Settings

Theme

Ask HN: What features for an offline Hacker News reader?

57 points by ers35 6 years ago · 39 comments · 1 min read

Reader

HN is a treasure trove of information. The primary way I read HN is to bookmark stories and read the comments when the discussion is complete. Others actively participate. Some get jobs via "Who is hiring?". We all use HN differently.

There are ways to read HN other than this website. However, I have not found one that meets all of these requirements:

  - Self-hosted.
  - Offline access of data.
  - Query data via SQL.
  - Full text search of stories and comments.
  - Notification of replies to comments.
Some ideas:

1) A tool that maintains a copy of the HN API[1] in an SQLite database, with indexing and full-text search[2]. This supports the development of the other tools.

2) A command line tool that demonstrates how to use the database and supports the development of scripts. For example:

  #!/bin/sh
  # Run notify whenever someone replies to a comment.
  $ hn replies username | notify
3) A web UI for browsing and searching. This can be hosted locally or on a remote server.

What features interest you?

  [1]: https://github.com/HackerNews/API
  [2]: https://www.sqlite.org/fts5.html
markus_zhang 6 years ago

I'm thinking about the same thing i.e. building a personal HN reader with Python and QT.

I have never explored the API, and I'm not a professional programmer, but allow me to describe the ideas from top of head when I read your posts:

Requirements:

1 - Self-hosted: So essentially, it's too heavy to keep the whole sites offline. However, because I always read by topic (e.g. I'd type "SICP ycombinator" in Google and read the top pages), I think one approach is to let the user enter a topic, say "SICP", as well as number of top-level stories to return, say 25, and invoke the API to return stories. The app will then dump the stories and their comments into a database with data modelling that suits for a forum.

2 - Offline access of data: Essentially what I mentioned above.
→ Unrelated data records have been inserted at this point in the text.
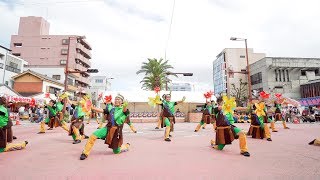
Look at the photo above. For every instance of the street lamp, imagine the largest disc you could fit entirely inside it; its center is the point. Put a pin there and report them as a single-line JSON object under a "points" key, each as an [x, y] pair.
{"points": [[248, 69], [171, 73]]}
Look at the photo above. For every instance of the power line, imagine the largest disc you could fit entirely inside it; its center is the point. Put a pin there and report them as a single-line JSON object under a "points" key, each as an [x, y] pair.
{"points": [[165, 52], [52, 2]]}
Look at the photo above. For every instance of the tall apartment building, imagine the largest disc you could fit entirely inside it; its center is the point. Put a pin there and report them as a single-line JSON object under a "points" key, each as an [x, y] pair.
{"points": [[228, 61], [10, 66], [286, 75], [47, 54]]}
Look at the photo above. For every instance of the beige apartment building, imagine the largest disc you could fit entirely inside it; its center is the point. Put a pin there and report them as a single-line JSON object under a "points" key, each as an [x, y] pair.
{"points": [[232, 60], [47, 54]]}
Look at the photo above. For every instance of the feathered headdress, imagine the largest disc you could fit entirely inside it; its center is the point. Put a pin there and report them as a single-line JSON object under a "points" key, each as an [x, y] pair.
{"points": [[108, 98], [208, 95], [229, 104], [264, 95]]}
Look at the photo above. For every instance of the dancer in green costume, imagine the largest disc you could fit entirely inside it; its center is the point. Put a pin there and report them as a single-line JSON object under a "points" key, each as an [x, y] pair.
{"points": [[4, 126], [112, 133], [226, 132], [167, 115], [207, 116]]}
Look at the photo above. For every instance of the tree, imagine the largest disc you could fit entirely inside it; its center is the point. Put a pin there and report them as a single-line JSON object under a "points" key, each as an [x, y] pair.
{"points": [[155, 72], [240, 92]]}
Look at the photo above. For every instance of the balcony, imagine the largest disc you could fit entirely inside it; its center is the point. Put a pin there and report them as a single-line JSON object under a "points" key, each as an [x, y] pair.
{"points": [[83, 59], [86, 51], [80, 67], [83, 80], [13, 69], [72, 88]]}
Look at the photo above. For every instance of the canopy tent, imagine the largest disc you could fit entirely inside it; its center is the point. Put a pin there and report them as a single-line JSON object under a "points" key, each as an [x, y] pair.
{"points": [[7, 91], [143, 96], [312, 101]]}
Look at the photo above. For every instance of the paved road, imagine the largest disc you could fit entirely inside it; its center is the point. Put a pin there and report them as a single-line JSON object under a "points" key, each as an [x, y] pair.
{"points": [[188, 156]]}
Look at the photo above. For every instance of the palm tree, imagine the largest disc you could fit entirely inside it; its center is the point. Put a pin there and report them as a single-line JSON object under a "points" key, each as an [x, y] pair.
{"points": [[156, 73]]}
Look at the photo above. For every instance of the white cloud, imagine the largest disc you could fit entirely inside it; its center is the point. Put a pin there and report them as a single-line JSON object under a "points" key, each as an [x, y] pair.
{"points": [[125, 33]]}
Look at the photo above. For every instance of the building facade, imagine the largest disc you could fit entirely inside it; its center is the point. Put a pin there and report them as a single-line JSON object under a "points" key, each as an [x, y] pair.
{"points": [[42, 50], [230, 66], [30, 83], [283, 74], [98, 85], [310, 93], [10, 65], [180, 86]]}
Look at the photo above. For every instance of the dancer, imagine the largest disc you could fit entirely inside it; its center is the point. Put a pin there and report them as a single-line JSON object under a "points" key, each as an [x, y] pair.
{"points": [[207, 115], [167, 115], [278, 115], [82, 108], [112, 133], [226, 132]]}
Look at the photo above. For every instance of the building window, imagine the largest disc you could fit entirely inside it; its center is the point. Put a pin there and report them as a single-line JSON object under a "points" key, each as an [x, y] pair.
{"points": [[57, 77], [256, 78], [65, 41], [52, 90], [16, 54], [63, 62], [99, 80], [17, 44], [13, 67], [64, 51]]}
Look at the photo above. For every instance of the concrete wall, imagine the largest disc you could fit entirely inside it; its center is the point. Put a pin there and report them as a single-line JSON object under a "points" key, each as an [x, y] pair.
{"points": [[291, 88]]}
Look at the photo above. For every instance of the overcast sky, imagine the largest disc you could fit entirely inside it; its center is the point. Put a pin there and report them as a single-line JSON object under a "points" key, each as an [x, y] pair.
{"points": [[124, 33]]}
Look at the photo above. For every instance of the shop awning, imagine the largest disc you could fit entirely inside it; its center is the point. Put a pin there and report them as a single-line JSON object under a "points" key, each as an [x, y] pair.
{"points": [[312, 101]]}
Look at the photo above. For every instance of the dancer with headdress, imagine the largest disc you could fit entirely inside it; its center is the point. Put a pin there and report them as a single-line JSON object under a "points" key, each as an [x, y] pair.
{"points": [[112, 133], [5, 126], [167, 115], [259, 128], [82, 108], [207, 115], [226, 132], [278, 111], [56, 114], [167, 111]]}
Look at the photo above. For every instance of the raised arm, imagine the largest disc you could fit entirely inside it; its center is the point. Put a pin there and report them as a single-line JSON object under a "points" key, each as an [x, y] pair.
{"points": [[182, 100], [99, 110]]}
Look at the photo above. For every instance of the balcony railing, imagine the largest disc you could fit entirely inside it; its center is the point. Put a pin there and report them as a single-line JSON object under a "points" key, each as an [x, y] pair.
{"points": [[84, 50], [13, 69], [83, 59]]}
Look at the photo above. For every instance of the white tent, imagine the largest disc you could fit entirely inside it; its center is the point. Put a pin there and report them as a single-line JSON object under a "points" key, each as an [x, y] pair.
{"points": [[142, 96], [6, 90]]}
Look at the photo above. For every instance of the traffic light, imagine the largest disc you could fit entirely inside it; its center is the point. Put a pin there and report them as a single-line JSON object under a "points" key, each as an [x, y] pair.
{"points": [[92, 70]]}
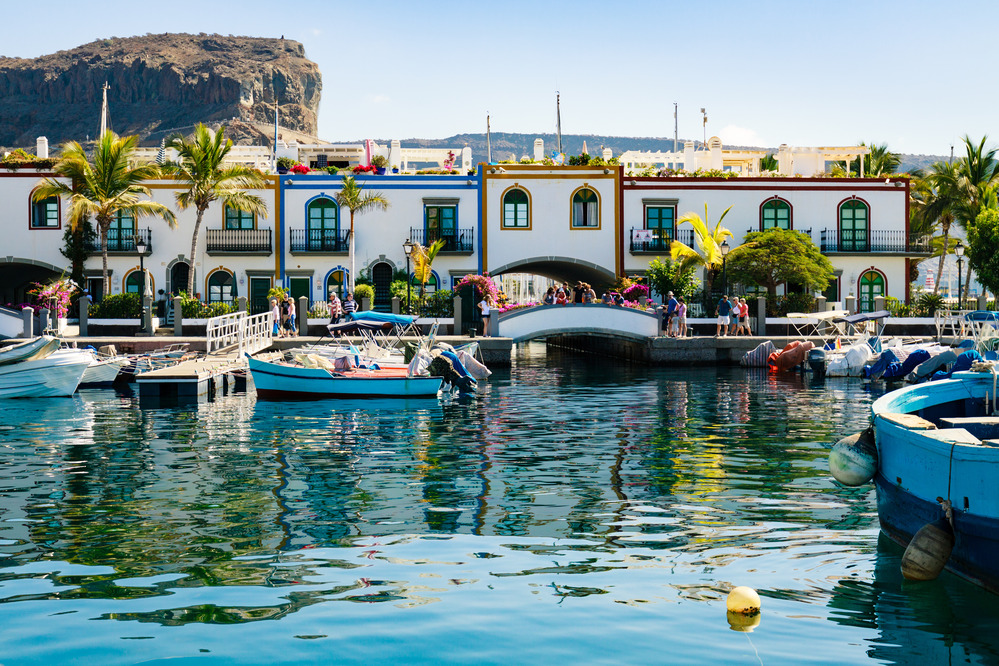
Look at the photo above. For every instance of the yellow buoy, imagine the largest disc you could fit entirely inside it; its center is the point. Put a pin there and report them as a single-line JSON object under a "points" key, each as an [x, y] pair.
{"points": [[853, 460], [743, 600], [927, 553]]}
The app should also allow user to remove a story (and its children), modify topics, favorite a story and create new topics. I think those are the barebone requirements. The backend would interact with the database and do updates.

3 - Query data via SQL: I think it might be too much work to parse queries, and the easiest thing to do is to just access a string as query and pass that to the database engine. Or maybe only allow user certain actions and let the backend assemble the queries.

4 - Full text search of stories and comments: Not sure what to do as my programming knowledge is very limited. I saw the second link you provided and it is very interesting.

5 - Notification of replies to comments: Maybe give user a button to update all his favorite stories.

TBH I really want to see what other people's implementations will be.

  • ers35OP 6 years ago

    I prototyped this in Qt 2 years ago: https://ers35.com/files/hackernews-qt.png

    1) It is possible to keep the whole site offline. A database from 2017 is 9 GB: https://archive.org/details/hackernews-2017-05-18.db I think a 2020 DB could be less than 20 GB.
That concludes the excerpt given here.